“I fantasmi del cappellaio” di Georges Simenon

(Adelphi, 1997)

Nella piccola cittadina di Rochelle tutti si conoscono.

E questo non fa altro che aumentare la paura e il terrore per i delitti che dal 13 novembre si consumano nelle ore buie che seguono il tramonto. Le vittime sono tutte donne alla soglia della terza età, che vengono strangolate e poi lasciate a terra nelle vie.

Dal 13 novembre, forse non per caso, piove sempre e ognuno cerca il riparo dall’acqua e dall’umidità. Come il facoltoso cappellaio Labbé che passa la seconda parte del pomeriggio nel Café des Colonnes dove, ogni giorno, si siede accanto ai suoi storici amici che amano bere e giocare a bridge. Il locale è frequentato anche dal giovane giornalista Jeantet che con i suoi articoli sembra essere sempre più vicino a individuare il filo comune fra le vittime. Filo che la Polizia ancora non è riuscita a trovare e che lo stesso assassino sfida scrivendo lettere anonime al giornale dove lavora Jeantet.
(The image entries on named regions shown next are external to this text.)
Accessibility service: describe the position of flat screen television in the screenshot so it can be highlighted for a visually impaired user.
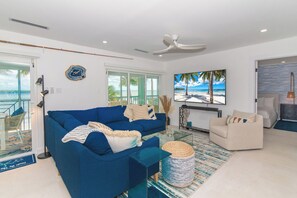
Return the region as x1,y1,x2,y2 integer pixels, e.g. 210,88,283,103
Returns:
174,69,226,105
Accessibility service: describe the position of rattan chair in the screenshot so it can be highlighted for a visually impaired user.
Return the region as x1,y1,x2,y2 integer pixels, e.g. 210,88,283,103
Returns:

Davanti alla storica bottega di Labbé c’è quella più piccola del sarto Kachoudas, emigrante armeno, che insieme alla sua famiglia vive al piano superiore del negozio. Anche il sarto, nonostante le sue modeste finanze, passa una parte del pomeriggio al Café des Colonnes, e parte dalla sua bottega pochi istanti dopo Labbé, che saluta sempre da lontano in maniera timida e discreta.

Un pomeriggio i due entrano a poca distanza del Café e mentre Labbé si siede al tavolo con gli amici, Kachoudas rimane in piedi a osservare la partita in corso. Con la coda dell’occhio il sarto nota un piccolo pezzo di carta nel risvolto dei calzoni del cappellaio e d’istinto si china per raccoglierlo e porgerlo a Labbé. Ma mentre lo osserva si rende conto che è il ritaglio di un giornale contenente una lettera, proprio come quelle che usa l’assassino per comporre le sue missive…

Indimenticabile romanzo giallo noir che il maestro Simenon scrive nel suo periodo americano a Tumacacori-Carmen, in Ariziona, nel 1949. Tratto dal suo racconto “Il piccolo sarto e il cappellaio” del 1947, e dalla successiva versione “Benedetti gli umili” – che vince il premio per il miglior racconto poliziesco indetto dall’Ellery Queen’s Mystery Magazine – questo romanzo ci porta nei meandri di una mente buia e malata, ma al tempo stesso abitudinaria e apparentemente mite. Figlia di una delle famiglie più aristocratiche della cittadina, nessuno si permette neanche di sospettare di lei, solo l’umile e “straniero” Kachoudas la vede per quello che è nella realtà.

Un altro colpo da maestro dell’intramontabile Georges Simenon.

Nel 1982 Claude Chabrol realizza il bellissimo adattamento cinematografico con Michel Serrault nei panni di Labbé e Charles Aznavour in quelli di Kachoudas, pellicola che però al momento è praticamente introvabile.